Thing is, that's not how it worked.  Mike and I read the same core rulebook and came up with vastly different ideas of what the game would be - I imagined a game about Demons and mortals with little else, whereas Mike imagined a game about the World of Darkness in which we the players were Demons.  Literally our first encounter was with Vampires who were spying on us, with another Demon-like character only showing up in session two or three.  An intriguing mystery about a magic mirror turned out to be predicated on the way magic worked in Mage.   The game was set in 1999 because it couldn't be set in the then present day of 2009 in order to fit World of Darkness end-of-the-world continuity.

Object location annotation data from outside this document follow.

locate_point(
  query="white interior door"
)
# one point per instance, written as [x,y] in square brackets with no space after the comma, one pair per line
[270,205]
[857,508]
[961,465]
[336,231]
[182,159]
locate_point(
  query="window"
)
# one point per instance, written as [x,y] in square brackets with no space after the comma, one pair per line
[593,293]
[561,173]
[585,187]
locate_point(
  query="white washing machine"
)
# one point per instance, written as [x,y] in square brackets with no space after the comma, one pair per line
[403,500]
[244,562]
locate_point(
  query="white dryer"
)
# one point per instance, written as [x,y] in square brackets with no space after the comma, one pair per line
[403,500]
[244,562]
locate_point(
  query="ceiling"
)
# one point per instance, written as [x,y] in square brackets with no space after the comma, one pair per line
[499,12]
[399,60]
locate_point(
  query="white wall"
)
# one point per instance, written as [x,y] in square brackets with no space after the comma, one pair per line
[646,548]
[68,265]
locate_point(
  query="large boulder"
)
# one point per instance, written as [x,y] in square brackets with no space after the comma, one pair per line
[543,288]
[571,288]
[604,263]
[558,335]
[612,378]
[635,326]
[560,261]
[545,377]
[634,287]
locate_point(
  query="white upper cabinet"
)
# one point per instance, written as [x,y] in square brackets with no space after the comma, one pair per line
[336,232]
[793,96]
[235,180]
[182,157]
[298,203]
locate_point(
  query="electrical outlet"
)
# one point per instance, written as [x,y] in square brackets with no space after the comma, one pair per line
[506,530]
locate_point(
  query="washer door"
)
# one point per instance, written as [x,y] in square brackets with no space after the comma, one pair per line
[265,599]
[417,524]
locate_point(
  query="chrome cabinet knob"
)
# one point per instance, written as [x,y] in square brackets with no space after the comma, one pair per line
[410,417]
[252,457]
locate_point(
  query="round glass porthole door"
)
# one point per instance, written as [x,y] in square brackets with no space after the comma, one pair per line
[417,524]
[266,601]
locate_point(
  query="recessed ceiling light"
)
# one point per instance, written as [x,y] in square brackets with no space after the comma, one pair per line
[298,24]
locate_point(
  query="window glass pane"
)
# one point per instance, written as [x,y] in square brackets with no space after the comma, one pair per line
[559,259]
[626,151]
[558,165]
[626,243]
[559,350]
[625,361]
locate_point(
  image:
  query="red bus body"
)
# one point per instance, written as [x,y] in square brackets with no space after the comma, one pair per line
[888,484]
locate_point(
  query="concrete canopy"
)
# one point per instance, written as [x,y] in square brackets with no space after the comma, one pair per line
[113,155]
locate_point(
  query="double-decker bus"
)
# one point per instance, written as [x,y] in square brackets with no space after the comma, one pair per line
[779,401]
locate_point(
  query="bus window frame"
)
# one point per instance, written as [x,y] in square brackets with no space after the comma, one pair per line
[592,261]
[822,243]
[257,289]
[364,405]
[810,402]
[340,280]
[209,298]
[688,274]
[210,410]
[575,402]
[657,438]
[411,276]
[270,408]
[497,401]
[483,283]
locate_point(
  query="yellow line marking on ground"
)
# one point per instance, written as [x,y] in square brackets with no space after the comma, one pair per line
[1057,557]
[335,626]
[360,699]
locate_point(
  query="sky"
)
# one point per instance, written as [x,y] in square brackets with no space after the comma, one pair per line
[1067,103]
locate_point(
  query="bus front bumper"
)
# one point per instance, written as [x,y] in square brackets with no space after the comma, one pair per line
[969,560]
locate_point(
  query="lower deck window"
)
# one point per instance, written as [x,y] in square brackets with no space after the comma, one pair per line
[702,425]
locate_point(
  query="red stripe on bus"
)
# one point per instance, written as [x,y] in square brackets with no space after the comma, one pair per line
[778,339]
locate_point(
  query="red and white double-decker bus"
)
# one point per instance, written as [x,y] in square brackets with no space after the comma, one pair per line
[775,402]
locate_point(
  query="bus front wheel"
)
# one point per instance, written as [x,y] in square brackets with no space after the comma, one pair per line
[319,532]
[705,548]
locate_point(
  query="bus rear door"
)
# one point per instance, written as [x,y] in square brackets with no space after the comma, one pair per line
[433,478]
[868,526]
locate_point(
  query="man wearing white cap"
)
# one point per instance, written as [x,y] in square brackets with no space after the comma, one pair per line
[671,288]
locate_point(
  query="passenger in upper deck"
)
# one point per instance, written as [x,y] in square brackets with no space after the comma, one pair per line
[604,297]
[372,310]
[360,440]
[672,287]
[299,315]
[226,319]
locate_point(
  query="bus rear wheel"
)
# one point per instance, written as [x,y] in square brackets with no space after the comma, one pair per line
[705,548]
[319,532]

Mike saw no problem in this because all World of Darkness games were obviously set in the same universe and I should have expected this; the corebook mentions Vampires and Mages, right? Well, yes, but very vaguely and if you don't already know much about Vampires and Mages you could be forgiven for missing some of it.  For me, turning up to a Demon game full of vampires was like turning up to a Batman game expecting human level crime-fighting and isntead spending your sessions driving the Haunted Tank to fight Parademons.  It's not wrong exactly - they exist in the same universe, right? - but it isn't necesarilly what everyone wants to see.

Although admittedly this is kinda cool..... but not if you expected Knightfall, The Dark Knight or Batman Year One

 Mike taught me I needed to get all my players on board with exactly what each actually meant and moderate the content appropriately.  I was very worried that my Justice League and Star Trek game could turn very fanwanky, with endless back patting as we referenced inventions from C-list episodes of Next Gen or had supervillains run on with no explanation to resume decade-old plot arcs from Animal Man #19. I felt like the Demon game went that way at points and it seemed obvious that Nicky, far more knowledgeable on White Wolf games than I, was having a lot of fun spotting all the interconnections.... but I got nothing out of it, having signed up on very different assumptions.

What I learned to do was have clear discussions up front about what tone I'm going for, what books/films/etc are inspiring me and what the campaign will probably look like.  I needed to make sure when I said "Star Trek" that people knew if I meant Original Series pulp, Next Gen cerebreal, DS9 shades of grey or what.  I needed to avoid a player group consisting of Adam West Batman, Chris Claremont's Wolverine, Alan Moore's Rorschach and Ben Edlund's The Tick  because everyone had different ideas of what "superhero" means. If you think your players couldn't possibly disagree with you and your interpretation is "obvious"..... then you're likely to be unpleasantly surprised.